Solved

DC crash damage control

Posted on 2010-09-24
8
580 Views
Last Modified: 2012-05-10
Came in in the middle of aproject and inherited all of this.
We have three DC servers. py the original priamry server crashed this week after being demoted to a member server. PY and AST both are backup DCs with Global Catalog enabled on both. We are having some minor issues, now that the demoted server has actually crashed.
1:  one of the DCs, in a separate location and on a separate subnet, is now complaining that it can't find a logon server.
2:   On the PDC, on the same subnet as the old PDC, I am now getting the error message that the DNS record for PY (on PY) cannot be deleted automatically and must be deleted manually.
This probably has a good deal of bearing on the issue: I demoted the original PDC PY, not knowing that it was an SBS installation.

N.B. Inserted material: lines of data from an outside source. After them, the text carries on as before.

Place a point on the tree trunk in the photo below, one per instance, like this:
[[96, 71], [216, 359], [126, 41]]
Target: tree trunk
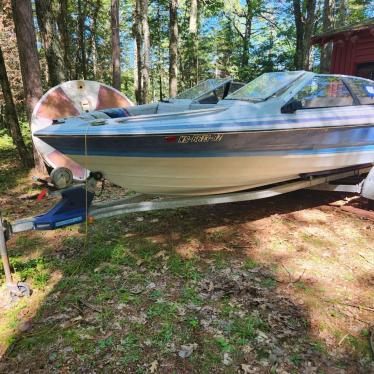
[[11, 117], [81, 37], [193, 40], [63, 27], [136, 70], [116, 52], [137, 32], [173, 49], [93, 29], [327, 23], [30, 69], [51, 43], [146, 50], [304, 20], [247, 34]]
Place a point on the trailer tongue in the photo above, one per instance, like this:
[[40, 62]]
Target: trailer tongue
[[76, 205]]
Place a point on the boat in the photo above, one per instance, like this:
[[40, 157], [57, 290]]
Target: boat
[[278, 127], [92, 100]]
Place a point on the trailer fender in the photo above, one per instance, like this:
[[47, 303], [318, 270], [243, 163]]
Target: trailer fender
[[368, 185]]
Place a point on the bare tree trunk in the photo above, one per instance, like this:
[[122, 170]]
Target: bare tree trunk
[[93, 29], [304, 20], [327, 23], [193, 40], [247, 34], [137, 32], [51, 43], [193, 17], [63, 27], [28, 55], [136, 70], [146, 50], [11, 117], [82, 42], [116, 52], [173, 49]]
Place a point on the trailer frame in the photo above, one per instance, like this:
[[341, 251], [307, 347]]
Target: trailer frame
[[145, 203]]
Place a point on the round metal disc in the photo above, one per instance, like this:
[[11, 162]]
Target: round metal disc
[[68, 99]]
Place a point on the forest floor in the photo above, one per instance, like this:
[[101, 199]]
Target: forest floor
[[282, 285]]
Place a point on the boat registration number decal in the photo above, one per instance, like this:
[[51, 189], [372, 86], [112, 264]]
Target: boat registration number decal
[[200, 138]]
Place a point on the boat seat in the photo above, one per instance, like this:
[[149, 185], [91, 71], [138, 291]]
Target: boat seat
[[116, 112]]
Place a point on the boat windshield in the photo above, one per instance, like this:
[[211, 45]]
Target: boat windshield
[[202, 88], [265, 85]]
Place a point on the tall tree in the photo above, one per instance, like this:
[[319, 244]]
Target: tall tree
[[327, 24], [173, 49], [51, 42], [28, 55], [137, 32], [81, 38], [93, 32], [63, 28], [143, 49], [194, 40], [116, 52], [305, 14], [11, 116], [146, 50]]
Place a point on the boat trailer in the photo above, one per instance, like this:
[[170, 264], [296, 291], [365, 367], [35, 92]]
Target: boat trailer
[[76, 206]]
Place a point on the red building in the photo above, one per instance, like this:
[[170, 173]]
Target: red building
[[353, 49]]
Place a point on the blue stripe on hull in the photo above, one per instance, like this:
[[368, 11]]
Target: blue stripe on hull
[[227, 154], [277, 142]]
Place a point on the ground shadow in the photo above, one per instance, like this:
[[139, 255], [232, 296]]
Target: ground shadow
[[147, 284]]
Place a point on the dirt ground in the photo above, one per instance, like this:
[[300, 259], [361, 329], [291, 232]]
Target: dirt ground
[[281, 285]]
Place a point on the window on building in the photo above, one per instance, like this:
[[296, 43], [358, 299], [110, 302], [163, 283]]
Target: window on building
[[363, 89], [324, 91], [365, 70]]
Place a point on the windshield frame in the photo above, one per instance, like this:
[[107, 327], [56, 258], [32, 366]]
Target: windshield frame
[[213, 87], [294, 76]]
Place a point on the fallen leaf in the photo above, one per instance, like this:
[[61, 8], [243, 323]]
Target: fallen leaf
[[153, 367], [246, 368], [186, 350]]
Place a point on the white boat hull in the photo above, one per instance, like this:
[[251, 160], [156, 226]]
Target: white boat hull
[[213, 175]]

I realize that SBS cannot be demoted and must server as a DC, but having worked almost entirely with the iserver remotely, I missed the fact that it was a SBS DC.
Three questions:
How bad is this long and short term?
What is the immediate impact on log ons, etc.
What are the 3 highest priority steps I need to take to resolve this issue and stabilize the network?
0
Comment
Question by:evault
  • 3
  • 2
  • 2
  • +1
8 Comments
 
LVL 29

Expert Comment

by:pwindell
Comment Utility
It's not all that bad as long as you don't panic and do things that you should not do and make things worse.

1. Do not build a new DC by the same name [yet].

2. Adjust the TCP/IP specs of any machine that are acting up so that the dead DC is not listed in as their DNS or is at least at the bottom of the list so it is not the primary.  Any "happy" machines that aren't complaining leave them alone.  If the old DC (it's name and IP#) are never coming back as a DC then it needs to be removed from the TCP/IP Specs of every machine everywhere.  This is where you learn to love DHCP.

3. Do the normal expected Metadata Clean up to remove traces of the old DC.  Since it was demoted previously,...there might only be bits and pieces left behind.  This process should include deleting the DNS Records.  If replication is working correctly then removing from one DNS will replicate the change to the others.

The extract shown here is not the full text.